Ok I see. The problem is because -- using your reprex -- p(y > 300) is so small. we effectively evaluate log(p(y > 300)) = log(0) = - infinity. So, perhaps, the non-censored data and the censored data doesn't really come from the same parameters hence creating problems in the model fitting. In other words, you may have a strong data - model misfit.

MCMaurer commented 6 years ago

Ahhhhhh I see... these data are latency times for a fish to move, but the trial stops after 5 mins (300 seconds). Most fish move pretty quickly, but some never end up moving, so their latency is logged as 300 (which is really 300 or greater).

All that I really changed when going from the poisson to censored poisson was specifying that any value of 300 is really a value of 300 or more, but that would be enough to create a strong misfit?

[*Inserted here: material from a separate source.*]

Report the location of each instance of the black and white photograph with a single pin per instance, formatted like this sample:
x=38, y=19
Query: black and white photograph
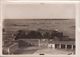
x=39, y=29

paul-buerkner commented 6 years ago

That would be enough. I think you are dealing with a mixture model. One that decides on whether I move or not (at all) and the second is poisson. A discussion about such a model should preferably moved to https://discourse.mc-stan.org/ for greater visibility.

MCMaurer commented 6 years ago

@paul-buerkner oh man, I hadn't even thought of a mixture model, but that makes so much more sense! I sincerely appreciate the help.